Brent Venables has been coaching college football since 1993 and has worked at only three different schools during those 25 years.
The reason he has not followed the path of many coaches in his profession and moved from place to place searching for a promotion? Venables has very specific standards when it comes to what he wants in a job.
The 46-year-old, who is serving in his sixth season as Clemson’s defensive coordinator, is a hot name for head coaching jobs right now and is rumored to be a candidate at Arkansas and Tennessee. Venables was in Arkansas for the Broyles Award ceremony Monday night and spoke with Bo Mattingly of Sports Talk with Bo about what he is looking for in a head coaching job.

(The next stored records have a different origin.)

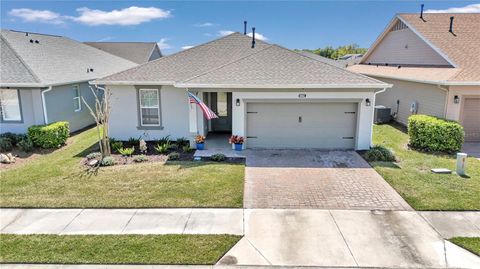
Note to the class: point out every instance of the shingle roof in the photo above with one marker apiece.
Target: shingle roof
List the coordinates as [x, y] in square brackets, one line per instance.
[54, 60]
[137, 52]
[230, 60]
[278, 67]
[460, 48]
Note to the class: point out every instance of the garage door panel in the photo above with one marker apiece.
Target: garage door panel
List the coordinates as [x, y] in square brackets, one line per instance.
[301, 125]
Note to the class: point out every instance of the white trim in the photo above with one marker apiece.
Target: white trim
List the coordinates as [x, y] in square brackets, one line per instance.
[140, 106]
[284, 86]
[44, 105]
[77, 88]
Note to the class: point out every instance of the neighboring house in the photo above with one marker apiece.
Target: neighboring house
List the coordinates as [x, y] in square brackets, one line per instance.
[321, 58]
[434, 65]
[137, 52]
[44, 77]
[273, 96]
[349, 59]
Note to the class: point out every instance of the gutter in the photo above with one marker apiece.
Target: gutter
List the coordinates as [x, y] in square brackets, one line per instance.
[44, 106]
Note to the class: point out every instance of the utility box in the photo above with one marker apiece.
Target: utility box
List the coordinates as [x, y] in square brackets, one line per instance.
[382, 114]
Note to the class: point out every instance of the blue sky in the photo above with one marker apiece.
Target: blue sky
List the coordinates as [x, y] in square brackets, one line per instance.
[179, 24]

“I think, for me personally, there’s got to be a lot of things that are right with the situation, and sometimes the reason those jobs are open is because things aren’t exactly right,” Venables said. “But I always look first and foremost at an alignment. There needs to be a strong foundation in regards to the alignment of the administration, whether that’s the president or chancellor or athletic director. Where there’s a vision, there’s a commitment, and obviously places where you have a great chance to have success if XYZ is there for you.”
In addition to working at Clemson, Venables has also had lengthy stints at his alma mater, Kansas State, and Oklahoma.
He enjoyed incredible success at both schools, winning a national title with Oklahoma in 2000 and coming up just short in 1997 and 1998 at Kansas State as the Wildcats won 11 games both years.
Venables is a big reason why Clemson won its first national championship since 1981 last season and why the Tigers are in the College Football Playoff for a third consecutive year.
He credits the leadership at Kansas State, Oklahoma and Clemson for helping him be successful.
“I’ve just been at three places… and at all of those places ultra successful,” Venables said. “But the leadership at all three of those places was as good as it gets. So I think that that’s a deal breaker when you’re looking at those situations, and so I think what we have, what I have at Clemson now and what I’ve experienced is not the norm. And when you can get that now all of a sudden the stars are, quote, ‘starting to align,’ so that’s important to me if I’m going to pick up my family. And the Clemson move was easily the hardest thing I’ve done in my professional career. And the people were great but just very loyal.”
Timing is also important to Venables. He has been interested in head coaching jobs before in his career, but the timing was not right.
In 1998 when he was at Kansas State, the Wildcats were playing Texas A&M in the Big 12 championship game as the No. 2 team in the country.
Venables interviewed for a job at Oklahoma the week leading up to the game, and the Wildcats ended up blowing a 15-point fourth quarter lead and losing in double overtime.
“Everybody goes, ‘Oh, they were distracted,’ ” Venables recalled. “And I hadn’t decided yet if I was going to leave Kansas State to go to Oklahoma. ... But my name and that time of my career has always been tied to that loss. It might’ve been the most devastating loss that I’ve been a part of because, had we won, we’re playing in the national championship probably against Tennessee. And I just did not like that association.”
A couple of years later when Venables was at Oklahoma, he had an opportunity to interview for the Missouri head coaching job as the Sooners were preparing to play for the Big 12 title, but he opted not to after the experience at Kansas State. He added that he has maintained that philosophy throughout his coaching career since the Wildcats lost the Big 12 title in 1998.
“I was like, ‘You know what, I just told myself don’t ever put yourself back in this position,’ and so I called him and said, ‘You know what, I can’t do it,’ ” Venables said of the Missouri job. “So we’ve had some opportunities. ... Even last week. And just my moral compass said be loyal to coach (Dabo) Swinney and Clemson and the people at Clemson that have been so good to me. So it’s not easy to juggle, and there’s probably no right or wrong answer, but that’s kind of how I’ve always handled the situation.”